Pour le petit moment vintage, veuillez lire le passage ci dessous :

Je n'ai jamais su commencer un post correctement, tant pis pour vous.
C'est dimanche 19 Octobre 2008, je m'ennuie profondément (genre la vieille excuse), et puis une idée plus que lumineuse a traversé ma tête : Pourquoi ne pas faire profiter tout le monde de mes écrits et de mon style si particulier (j'avoue que le mot "écrit" est assez fort, par contre pour particulier...)
Je sais que le monde ne va pas fort.
Je sais que la création de ce blog peut faire tourner la terre moins vite.
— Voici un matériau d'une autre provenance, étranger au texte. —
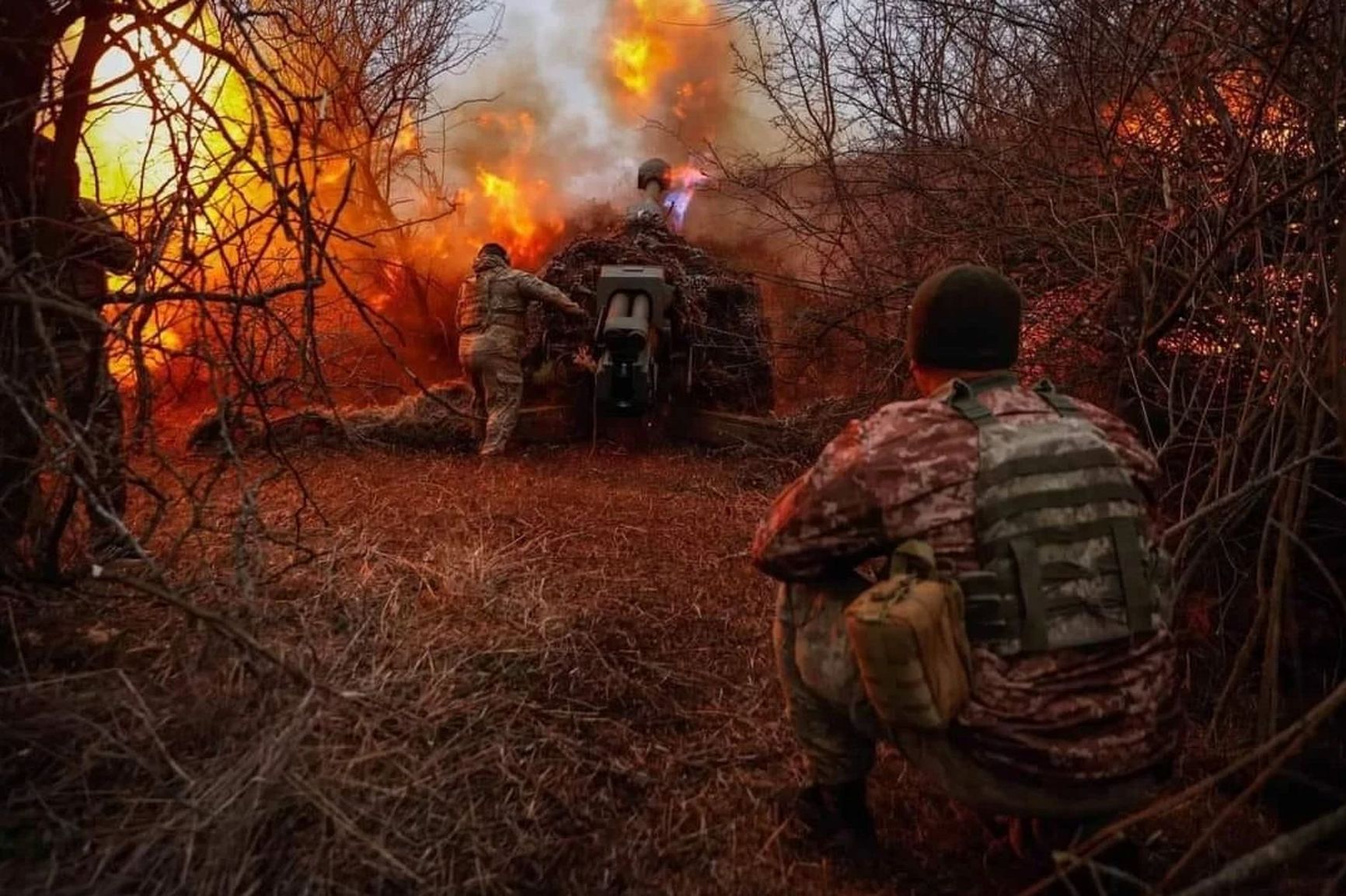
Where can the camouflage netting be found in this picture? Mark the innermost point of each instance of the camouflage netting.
(438, 419)
(718, 310)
Je sais pas toucher mon nez avec ma langue, mais ça c'était hors sujet.
Mais je dis tant pis, je crée un (énième) blog, c'est pas graaave (sauf pour mon égo, hahaha), je continuerai à vivre et c'est le principal (ou pas).
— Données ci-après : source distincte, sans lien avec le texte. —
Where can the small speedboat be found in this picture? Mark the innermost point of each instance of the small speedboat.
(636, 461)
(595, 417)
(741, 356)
   Pour faire vite, j'vais juste pour commencer mettre tous les articles que j'avais tapé avant (donc les habitués -s'il y a des habitués, personnellement j'en doute- c'est normal si vous lisez trois quatre fois les mêmes choses, non je ne suis pas devenue sénile et je ne radote pas. Pas encore, en tout cas.)
Quant à l'éternelle question Qui je suis, pitié, ne vous la posez pas, car je ne peux pas répondre à cette question, j'arrive pas à y répondre sans me croire sur Meetic.Com, c'est pas trop mon truc les descriptions (ce que vous auriez déjà sûrement remarqué).
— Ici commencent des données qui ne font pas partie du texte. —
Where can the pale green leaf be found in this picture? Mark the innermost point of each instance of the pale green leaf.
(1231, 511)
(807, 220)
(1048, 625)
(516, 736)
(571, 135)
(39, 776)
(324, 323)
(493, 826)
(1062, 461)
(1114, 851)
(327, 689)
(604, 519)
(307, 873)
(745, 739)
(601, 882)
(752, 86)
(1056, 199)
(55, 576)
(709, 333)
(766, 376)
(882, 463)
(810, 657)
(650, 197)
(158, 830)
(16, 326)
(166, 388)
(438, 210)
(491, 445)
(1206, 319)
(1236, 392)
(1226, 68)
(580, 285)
Feune. Je n'aurais rien à ajouter de plus pour le moment. 
    Vous êtes particulièrement chanceux.

 

... voilà, voilà. Et, un peu cliché, mais merci à ceux qui me lisent, qui me retournent leurs pensées - positives ou non, merci à ceux qui m'ont lu mais qui ne me l'ont jamais dit, merci à ceux qui m'ont accompagnée pour une plus ou moins longue période durant ces six ans, merci à ceux qui sont toujours là, à ceux qui sont partiellement là, à ceux qui brillent par leur absence. Merci à toutes les personnes que j'ai croisé durant ces six dernières années, sans exception, car elles m'ont toutes appris quelque chose. Et merci à mes amis, qui m'ont toujours laissé exister comme je le voulais, même si ça n'est pas la chose la plus facile à faire (surtout quand je crie partout et que je me roule par terre juste parce que je trouve ça rigolo).